We've been driving across VT since 2015 when we took Ben to visit Clarkson, and then to attend... Ben also raced up and down the state, and we made it to as many of those races as we could. Driving in VT feels safe. It often means we're going to see him... or it means we're remembering those past trips. We have our standard stop at the bridge (VT side, because NE > NY), favorite convenience stores, and favorite restaurants. We watched The Red Barn get built... and open in early 2020 (IYKYK). The beer is good, the food made from fresh local ingredients and spent grains, and the vibe quiet and honest.  As Dave said today, it's our spot.

But this tale is also about finding the Old Road. If you don't know, I am fascinated by old roads. I watch houses to see if they're facing the "right" way, and look for old road beds and misplaced electric poles. This old road has major history to it. The Bayley-Hazen is a Military Rd built during the Revolutionary War as part of the plans to get into/out of Canada. Dave found it after researching Hazen's Notch that the GPS wanted us to take on that first trip over and the locals had told us "Your GPS is lying to you. Turn around" which, begrudgingly we did, and went over that way when there wasn't any snow on the ground. We found a section off of Rt 15, and have kept looking since.

... when I look at you, I'm there...

Today, we found it. Dave accurately surmised that if we got off 91 in Barnet and headed for Peacham we might find it. Myrtle kept nudging us back towards 91, and we kept making her reroute us... until we landed on the North Bayley Hazen, a dirt road that wound through the back woods and rolling hills, eventually putting us on Rt 2 at the light in Danville. We swung into Marty's for a Long Trail pack and some Cabot cheese, got some lunch...

...and headed home.

Saturday, June 28, 2025

Are you there, Universe? It's me, Rachel.

 I don't exactly know why I stopped writing. I'm sure I could blame it on being busy, but it's more than that. Somehow, I forgot that part of how I cope with all that is going on in the world is through words: finding the right words for the perfectly crafted sentence. It is through this process of typing, deleting, revising that helps me figure out how I fit into the current puzzle. When I don't write, I don't consciously miss it, but it means I lose access to the deepest parts of me that are there to help.

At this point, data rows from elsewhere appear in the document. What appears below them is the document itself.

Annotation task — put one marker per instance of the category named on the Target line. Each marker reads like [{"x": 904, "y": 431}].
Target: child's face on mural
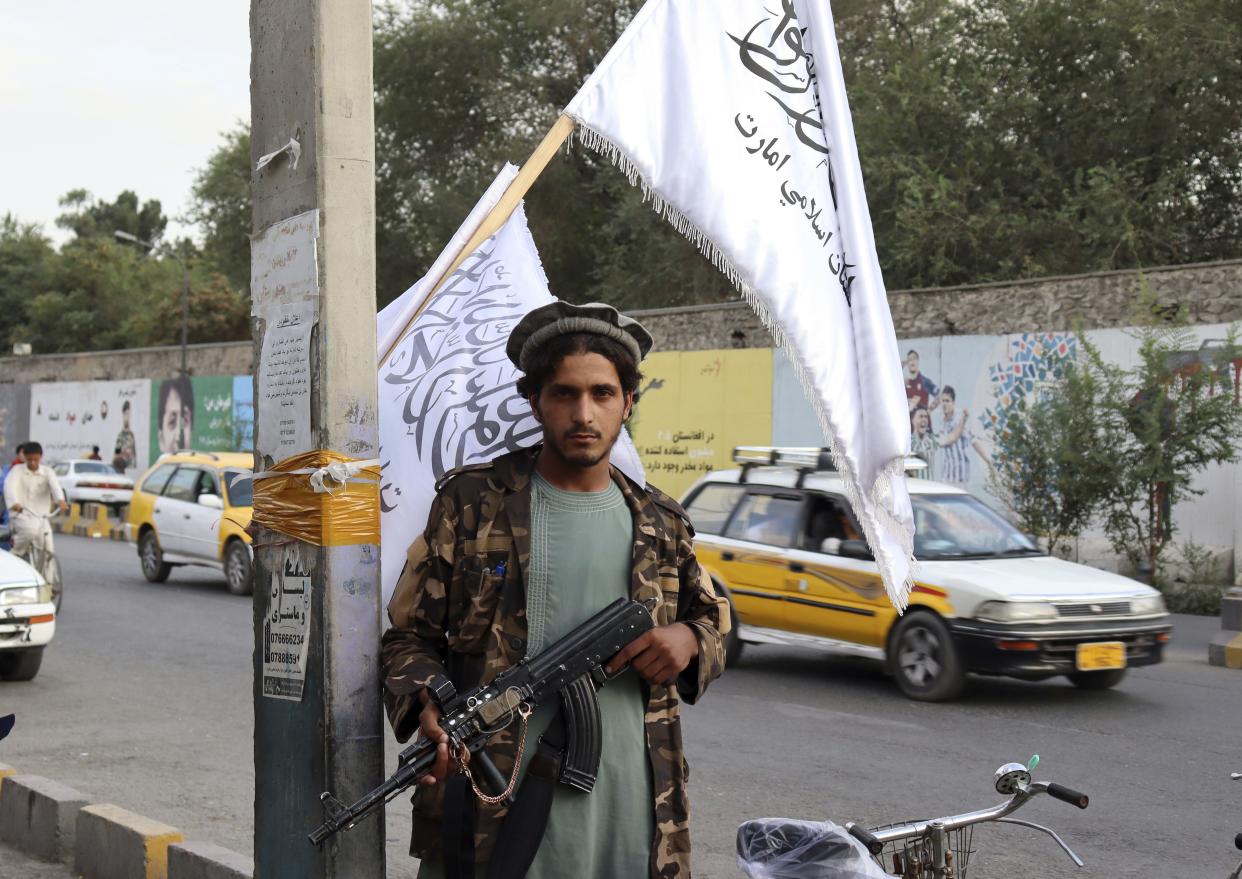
[{"x": 174, "y": 428}]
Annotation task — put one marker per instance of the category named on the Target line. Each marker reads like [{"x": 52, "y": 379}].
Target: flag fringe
[{"x": 874, "y": 515}]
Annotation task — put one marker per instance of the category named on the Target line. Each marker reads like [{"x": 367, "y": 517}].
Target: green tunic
[{"x": 580, "y": 555}]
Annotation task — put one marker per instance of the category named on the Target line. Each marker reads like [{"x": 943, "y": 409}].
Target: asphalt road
[{"x": 144, "y": 700}]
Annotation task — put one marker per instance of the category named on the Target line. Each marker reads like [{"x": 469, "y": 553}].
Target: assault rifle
[{"x": 571, "y": 668}]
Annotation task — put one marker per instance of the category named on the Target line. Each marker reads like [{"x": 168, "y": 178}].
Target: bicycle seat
[{"x": 785, "y": 848}]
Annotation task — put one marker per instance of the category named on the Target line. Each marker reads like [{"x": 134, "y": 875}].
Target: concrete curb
[
  {"x": 91, "y": 520},
  {"x": 39, "y": 816},
  {"x": 206, "y": 860},
  {"x": 49, "y": 821},
  {"x": 113, "y": 843}
]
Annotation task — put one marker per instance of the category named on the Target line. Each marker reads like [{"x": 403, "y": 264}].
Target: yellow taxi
[
  {"x": 191, "y": 509},
  {"x": 781, "y": 543}
]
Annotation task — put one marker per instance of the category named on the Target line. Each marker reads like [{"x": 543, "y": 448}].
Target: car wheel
[
  {"x": 152, "y": 556},
  {"x": 1097, "y": 680},
  {"x": 924, "y": 659},
  {"x": 20, "y": 664},
  {"x": 237, "y": 567}
]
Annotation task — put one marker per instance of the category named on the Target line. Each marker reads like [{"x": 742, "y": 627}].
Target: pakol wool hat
[{"x": 563, "y": 318}]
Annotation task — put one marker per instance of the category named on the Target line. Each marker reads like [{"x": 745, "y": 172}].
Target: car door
[
  {"x": 203, "y": 520},
  {"x": 754, "y": 554},
  {"x": 830, "y": 595},
  {"x": 175, "y": 508}
]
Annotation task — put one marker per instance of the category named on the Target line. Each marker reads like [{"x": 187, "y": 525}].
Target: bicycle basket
[
  {"x": 785, "y": 848},
  {"x": 911, "y": 857}
]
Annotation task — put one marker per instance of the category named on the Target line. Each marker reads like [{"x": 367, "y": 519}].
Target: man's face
[
  {"x": 174, "y": 428},
  {"x": 581, "y": 409}
]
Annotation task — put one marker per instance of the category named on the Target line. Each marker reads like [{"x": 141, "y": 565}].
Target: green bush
[{"x": 1200, "y": 599}]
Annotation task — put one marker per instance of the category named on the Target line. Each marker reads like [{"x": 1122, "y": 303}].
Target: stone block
[
  {"x": 39, "y": 816},
  {"x": 113, "y": 843},
  {"x": 206, "y": 860}
]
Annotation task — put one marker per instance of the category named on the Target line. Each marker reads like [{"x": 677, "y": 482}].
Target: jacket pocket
[{"x": 476, "y": 591}]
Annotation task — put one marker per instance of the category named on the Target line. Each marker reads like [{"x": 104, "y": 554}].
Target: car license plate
[{"x": 1102, "y": 656}]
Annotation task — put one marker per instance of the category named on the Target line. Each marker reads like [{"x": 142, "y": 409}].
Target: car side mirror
[{"x": 856, "y": 549}]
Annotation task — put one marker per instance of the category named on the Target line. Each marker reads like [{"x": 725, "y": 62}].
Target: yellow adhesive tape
[{"x": 343, "y": 514}]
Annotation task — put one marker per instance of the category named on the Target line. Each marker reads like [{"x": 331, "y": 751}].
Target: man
[
  {"x": 32, "y": 488},
  {"x": 126, "y": 438},
  {"x": 923, "y": 442},
  {"x": 956, "y": 440},
  {"x": 919, "y": 389},
  {"x": 516, "y": 554}
]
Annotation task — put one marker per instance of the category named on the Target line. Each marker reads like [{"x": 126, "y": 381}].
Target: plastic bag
[{"x": 785, "y": 848}]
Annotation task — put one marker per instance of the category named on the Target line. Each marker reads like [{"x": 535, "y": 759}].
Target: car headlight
[
  {"x": 1148, "y": 604},
  {"x": 20, "y": 595},
  {"x": 1015, "y": 611}
]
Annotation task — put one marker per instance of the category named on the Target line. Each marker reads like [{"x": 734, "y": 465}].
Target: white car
[
  {"x": 781, "y": 541},
  {"x": 27, "y": 618},
  {"x": 93, "y": 482}
]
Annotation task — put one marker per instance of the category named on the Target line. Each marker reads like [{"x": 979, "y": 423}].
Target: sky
[{"x": 113, "y": 96}]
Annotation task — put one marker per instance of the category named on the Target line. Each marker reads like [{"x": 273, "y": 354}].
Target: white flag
[
  {"x": 447, "y": 392},
  {"x": 732, "y": 114}
]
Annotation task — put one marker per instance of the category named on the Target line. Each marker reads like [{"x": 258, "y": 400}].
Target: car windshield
[
  {"x": 92, "y": 467},
  {"x": 240, "y": 493},
  {"x": 959, "y": 525}
]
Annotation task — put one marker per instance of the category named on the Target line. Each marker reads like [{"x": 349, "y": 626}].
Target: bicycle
[
  {"x": 935, "y": 848},
  {"x": 39, "y": 554},
  {"x": 1237, "y": 839}
]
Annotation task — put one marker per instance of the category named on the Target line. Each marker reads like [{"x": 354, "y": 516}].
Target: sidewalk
[{"x": 16, "y": 865}]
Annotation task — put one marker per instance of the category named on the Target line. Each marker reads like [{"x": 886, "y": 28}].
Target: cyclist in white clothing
[{"x": 34, "y": 488}]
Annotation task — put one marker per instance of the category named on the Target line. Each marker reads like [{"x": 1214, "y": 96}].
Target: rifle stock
[{"x": 571, "y": 668}]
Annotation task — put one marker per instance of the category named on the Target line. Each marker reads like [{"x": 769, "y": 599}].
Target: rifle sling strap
[
  {"x": 523, "y": 828},
  {"x": 458, "y": 827}
]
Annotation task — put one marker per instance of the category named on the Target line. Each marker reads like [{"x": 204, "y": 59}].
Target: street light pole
[{"x": 185, "y": 288}]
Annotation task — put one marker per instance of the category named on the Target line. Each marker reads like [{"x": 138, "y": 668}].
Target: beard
[{"x": 576, "y": 456}]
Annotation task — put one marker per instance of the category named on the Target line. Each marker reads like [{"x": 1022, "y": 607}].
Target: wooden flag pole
[{"x": 498, "y": 215}]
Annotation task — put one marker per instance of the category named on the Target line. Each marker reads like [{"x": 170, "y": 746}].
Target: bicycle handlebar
[
  {"x": 866, "y": 837},
  {"x": 1067, "y": 795}
]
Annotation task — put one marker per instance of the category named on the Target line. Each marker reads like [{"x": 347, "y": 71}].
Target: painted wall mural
[{"x": 696, "y": 406}]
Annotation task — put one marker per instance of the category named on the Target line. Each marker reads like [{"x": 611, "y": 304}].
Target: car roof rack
[
  {"x": 802, "y": 458},
  {"x": 191, "y": 451}
]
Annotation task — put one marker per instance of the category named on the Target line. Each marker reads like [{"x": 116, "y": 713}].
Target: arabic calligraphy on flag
[
  {"x": 732, "y": 116},
  {"x": 447, "y": 392}
]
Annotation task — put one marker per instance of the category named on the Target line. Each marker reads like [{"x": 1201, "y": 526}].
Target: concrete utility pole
[{"x": 311, "y": 81}]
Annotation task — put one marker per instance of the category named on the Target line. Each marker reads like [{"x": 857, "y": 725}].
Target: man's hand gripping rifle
[{"x": 571, "y": 668}]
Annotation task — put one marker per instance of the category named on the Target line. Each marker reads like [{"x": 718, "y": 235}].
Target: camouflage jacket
[{"x": 460, "y": 610}]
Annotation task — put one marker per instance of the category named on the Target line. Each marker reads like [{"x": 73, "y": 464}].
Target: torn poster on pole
[
  {"x": 287, "y": 630},
  {"x": 447, "y": 392},
  {"x": 285, "y": 294},
  {"x": 732, "y": 116}
]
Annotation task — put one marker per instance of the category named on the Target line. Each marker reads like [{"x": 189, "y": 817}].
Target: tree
[
  {"x": 1163, "y": 423},
  {"x": 1051, "y": 469},
  {"x": 220, "y": 205},
  {"x": 26, "y": 258},
  {"x": 96, "y": 219}
]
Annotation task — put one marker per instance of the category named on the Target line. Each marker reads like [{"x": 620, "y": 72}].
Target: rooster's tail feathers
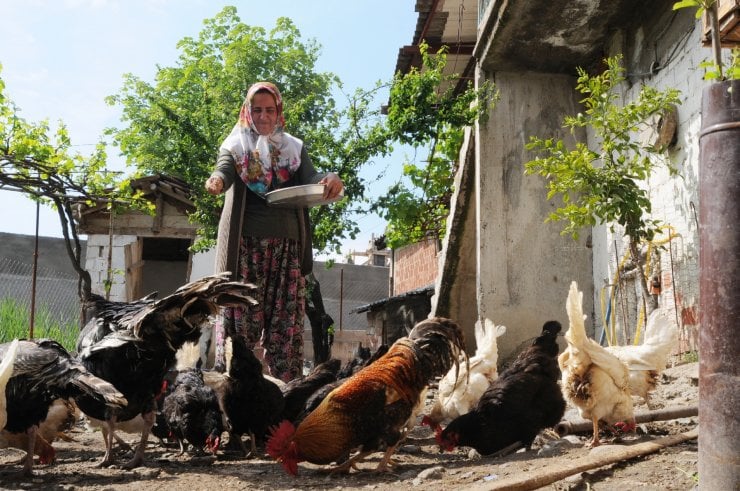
[
  {"x": 440, "y": 342},
  {"x": 280, "y": 438}
]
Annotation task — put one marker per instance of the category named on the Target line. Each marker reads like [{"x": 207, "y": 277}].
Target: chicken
[
  {"x": 315, "y": 399},
  {"x": 648, "y": 360},
  {"x": 459, "y": 392},
  {"x": 133, "y": 345},
  {"x": 522, "y": 401},
  {"x": 192, "y": 413},
  {"x": 593, "y": 379},
  {"x": 61, "y": 417},
  {"x": 42, "y": 372},
  {"x": 251, "y": 403},
  {"x": 6, "y": 371},
  {"x": 373, "y": 409},
  {"x": 297, "y": 392}
]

I didn't grow up using a journal or a diary. I mean, I went through some phases, but nothing really stuck until blogs came about... and then when the internet changed and blogs were less common, well, I wrote less. There is a magic in the publishing for me--knowing someone might read what I write gives it more of a purpose, I guess. Because it's never been about me figuring it out (whatever 'it' we're talking about) but about me figuring it out and then sharing that with someone else. As a Capitol E extrovert, I am energized by sharing my inner thoughts with others. Keeping a journal feels helpful...but sharing one feels right.

My body has also let me know that I'm not as 'ok' as I think. Some of it is due to aging, certainly, but I have developed some specific pain over the last 3 months that tells me my self care game needs more. It took me awhile to notice that I am having multiple ocular migraines per day because I don't get headaches and I've had floaters since I had a blood vessel burst in my left eye when I was 10. It also turns out that people don't see light halos quite as often as I do (who knew)? The neck pain was more immediately recognizable for what it was; the TMJ issue, however, drove the point home. Ok. Got it. Could you please stop screaming at me now?

It took a friend writing to remind me that this modality is helpful for me to process things and get them out of my body so I don't hold onto the stress anymore. And so, dear Universe, here I am, writing again. I don't know if you're still listening (Bueller? Anyone?) but I hope you are. I don't like living in pain, and I don't like feeling lost. So, back to the blog we go.